Here's some Brooks:
If you came of age with conservative values and around Republican politics in the 1980s and 1990s, you lived within a certain Ronald Reagan-Margaret Thatcher paradigm. It was about limiting government, spreading democracy abroad, building dynamic free markets at home and cultivating people with vigorous virtues — people who are energetic, upright, entrepreneurial, independent-minded, loyal to friends and strong against foes....But somehow that wasn't enough. Other Republicans offered other "paradigms." First on the list, Brooks himself!
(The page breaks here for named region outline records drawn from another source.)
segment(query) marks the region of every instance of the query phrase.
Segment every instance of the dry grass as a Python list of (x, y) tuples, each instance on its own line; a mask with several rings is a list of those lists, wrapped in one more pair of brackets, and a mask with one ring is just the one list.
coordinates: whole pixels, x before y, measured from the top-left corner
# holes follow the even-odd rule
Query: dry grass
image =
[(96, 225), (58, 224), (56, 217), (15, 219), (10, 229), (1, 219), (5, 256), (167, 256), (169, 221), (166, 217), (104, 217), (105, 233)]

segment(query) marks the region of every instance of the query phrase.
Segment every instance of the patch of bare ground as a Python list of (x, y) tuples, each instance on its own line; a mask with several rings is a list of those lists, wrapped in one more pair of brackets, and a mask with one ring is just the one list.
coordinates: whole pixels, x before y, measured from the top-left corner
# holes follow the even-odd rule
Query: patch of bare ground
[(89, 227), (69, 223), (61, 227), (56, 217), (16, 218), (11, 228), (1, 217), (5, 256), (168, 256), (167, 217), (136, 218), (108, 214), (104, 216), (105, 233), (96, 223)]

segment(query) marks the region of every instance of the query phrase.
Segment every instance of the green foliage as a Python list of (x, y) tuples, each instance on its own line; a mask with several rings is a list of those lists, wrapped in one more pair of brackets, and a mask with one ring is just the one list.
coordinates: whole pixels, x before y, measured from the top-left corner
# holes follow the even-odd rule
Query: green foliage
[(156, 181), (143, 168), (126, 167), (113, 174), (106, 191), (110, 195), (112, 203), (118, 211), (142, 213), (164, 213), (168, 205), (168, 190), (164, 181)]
On Sept. 15, 1997, William Kristol and I wrote a piece for The Wall Street Journal on what we called National Greatness Conservatism. We argued that the G.O.P. had become too anti-government.They argued for "ambitious national projects, infrastructure, federal programs to increase social mobility." Brooks thinks John McCain, in 2000, represented their idea. George W. Bush, who won that year, had his own paradigm: Compassionate Conservatism. That was, per Brooks, "an attempt to meld Catholic social teaching to conservatism." There were more paradigms offered up:
Sam’s Club Republicans, led by Reihan Salam and my Times colleague Ross Douthat, pointed a way to link the G.O.P. to working-class concerns. Front Porch Republicans celebrated small towns and local communities. The Reformicons tried to use government to build strong families and neighborhoods. The Niskanen Center is an entire think tank for people who have leapt from libertarianism.